Entrevista derradeira celebra vida e arte com Yoko e reafirma afastamento dos outros beatles

Um dia antes da morte do cantor, casal elogia o jornalista David Sheff pela versão publicada na revista "Playboy"

22.ago.1980/Associated Press
John lennon e Yoko Ono em nova York, diante do estúdio Hit Factory, onde gravaram juntos o álbum "Double Fantasy"
John lennon e Yoko Ono em nova York, diante do estúdio Hit Factory, onde gravaram juntos o álbum "Double Fantasy"

THALES DE MENEZES
EDITOR-ASSISTENTE DA “ILUSTRADA”

Na noite de 7 de dezembro de 1980, o jornalista David Sheff recebeu uma ligação. Era Yoko Ono elogiando a entrevista que ele fizera com ela e John Lennon e estava há dois dias nas bancas, publicada na revista "Playboy". Yoko disse a ele que Lennon também havia gostado.

Na noite seguinte, ele acompanhava uma partida de futebol com amigos em um bar quando a transmissão foi interrompida pela notícia do assassinato de Lennon, abatido a tiros na porta de sua casa por Mark Chapman.
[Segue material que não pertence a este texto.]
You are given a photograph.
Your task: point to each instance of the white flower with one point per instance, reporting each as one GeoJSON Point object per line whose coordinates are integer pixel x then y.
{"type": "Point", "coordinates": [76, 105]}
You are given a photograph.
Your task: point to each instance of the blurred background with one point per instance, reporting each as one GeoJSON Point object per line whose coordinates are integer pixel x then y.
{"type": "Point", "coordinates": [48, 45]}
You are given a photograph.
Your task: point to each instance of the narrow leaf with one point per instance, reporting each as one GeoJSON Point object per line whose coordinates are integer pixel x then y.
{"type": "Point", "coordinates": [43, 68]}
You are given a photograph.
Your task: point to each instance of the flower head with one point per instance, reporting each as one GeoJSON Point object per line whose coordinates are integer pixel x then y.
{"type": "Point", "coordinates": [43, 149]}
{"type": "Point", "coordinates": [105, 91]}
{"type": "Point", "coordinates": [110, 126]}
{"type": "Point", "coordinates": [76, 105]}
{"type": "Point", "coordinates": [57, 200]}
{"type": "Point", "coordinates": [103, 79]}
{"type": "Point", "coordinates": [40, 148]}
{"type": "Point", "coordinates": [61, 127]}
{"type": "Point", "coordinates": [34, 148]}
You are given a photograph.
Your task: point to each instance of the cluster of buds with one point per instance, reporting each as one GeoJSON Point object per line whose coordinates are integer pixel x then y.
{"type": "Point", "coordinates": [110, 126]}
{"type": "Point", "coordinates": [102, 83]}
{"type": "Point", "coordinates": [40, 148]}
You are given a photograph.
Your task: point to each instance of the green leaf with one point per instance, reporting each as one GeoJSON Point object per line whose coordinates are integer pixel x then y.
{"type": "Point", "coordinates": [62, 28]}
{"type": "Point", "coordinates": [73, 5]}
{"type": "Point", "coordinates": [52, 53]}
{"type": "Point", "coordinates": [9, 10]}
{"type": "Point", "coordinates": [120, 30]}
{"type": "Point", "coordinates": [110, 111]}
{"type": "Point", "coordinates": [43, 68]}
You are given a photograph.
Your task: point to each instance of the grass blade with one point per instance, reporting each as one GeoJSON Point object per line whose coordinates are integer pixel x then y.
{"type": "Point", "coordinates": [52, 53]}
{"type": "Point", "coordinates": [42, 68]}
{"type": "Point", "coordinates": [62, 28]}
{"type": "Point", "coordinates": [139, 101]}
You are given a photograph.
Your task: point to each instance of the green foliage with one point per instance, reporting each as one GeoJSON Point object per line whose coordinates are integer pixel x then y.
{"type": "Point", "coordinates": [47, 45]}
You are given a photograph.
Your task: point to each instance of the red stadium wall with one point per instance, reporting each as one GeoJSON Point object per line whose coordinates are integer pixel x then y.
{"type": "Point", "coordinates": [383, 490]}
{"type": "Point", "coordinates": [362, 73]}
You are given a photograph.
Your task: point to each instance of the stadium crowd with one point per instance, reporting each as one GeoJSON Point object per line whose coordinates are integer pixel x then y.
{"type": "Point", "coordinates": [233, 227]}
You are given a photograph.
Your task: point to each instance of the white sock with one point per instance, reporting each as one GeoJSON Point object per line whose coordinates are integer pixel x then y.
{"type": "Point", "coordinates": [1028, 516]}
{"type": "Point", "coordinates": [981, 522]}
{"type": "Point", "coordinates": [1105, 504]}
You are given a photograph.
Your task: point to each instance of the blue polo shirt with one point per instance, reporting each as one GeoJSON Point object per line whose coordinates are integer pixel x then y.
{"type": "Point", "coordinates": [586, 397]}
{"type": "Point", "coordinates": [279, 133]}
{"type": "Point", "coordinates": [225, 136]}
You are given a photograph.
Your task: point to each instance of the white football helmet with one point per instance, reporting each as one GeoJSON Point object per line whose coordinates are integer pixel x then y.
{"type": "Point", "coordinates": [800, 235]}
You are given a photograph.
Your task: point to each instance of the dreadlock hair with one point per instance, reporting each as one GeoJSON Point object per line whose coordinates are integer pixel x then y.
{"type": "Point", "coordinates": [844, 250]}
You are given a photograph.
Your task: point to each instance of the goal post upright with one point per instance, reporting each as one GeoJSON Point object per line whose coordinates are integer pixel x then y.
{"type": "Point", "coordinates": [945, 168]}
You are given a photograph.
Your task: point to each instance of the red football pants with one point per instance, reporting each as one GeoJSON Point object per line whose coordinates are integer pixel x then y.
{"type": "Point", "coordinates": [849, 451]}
"Nunca esqueci um detalhe desses momentos", diz Sheff à Folha, por telefone. "Tudo é tão vívido que parece ter acabado de acontecer."

A lembrança agora é reforçada pelo lançamento no Brasil do livro "A Última Entrevista do Casal John Lennon e Yoko Ono", com a íntegra das sessões de conversas.

Então com 24 anos, Sheff encontrou o casal várias vezes durante três semanas em 1980, no apartamento deles, no edifício Dakota, e nos estúdios em que John e Yoko finalizavam "Double Fantasy", que marcaria seu retorno à música após cinco anos.

Sheff credita sua chance de entrevistá-los ao disco. "Eu tive sorte, muita sorte. Não tinha contato prévio com eles e liguei pedindo a entrevista. Justamente no dia em que John e Yoko decidiram que precisavam voltar à mídia."

Nos contatos iniciais, um dos assessores do casal perguntou a data de nascimento de Sheff. Depois Yoko ligou para ele, dizendo que seu mapa astral era muito bom e por isso daria a entrevista.

Com métodos pouco ortodoxos como esse, Yoko conduzia questões práticas dos negócios. Fica evidente nas conversas que Lennon estava mais preocupado com a educação do filho Sean, sua maior ocupação nos cinco anos anteriores, do que em planejar sua vida pública.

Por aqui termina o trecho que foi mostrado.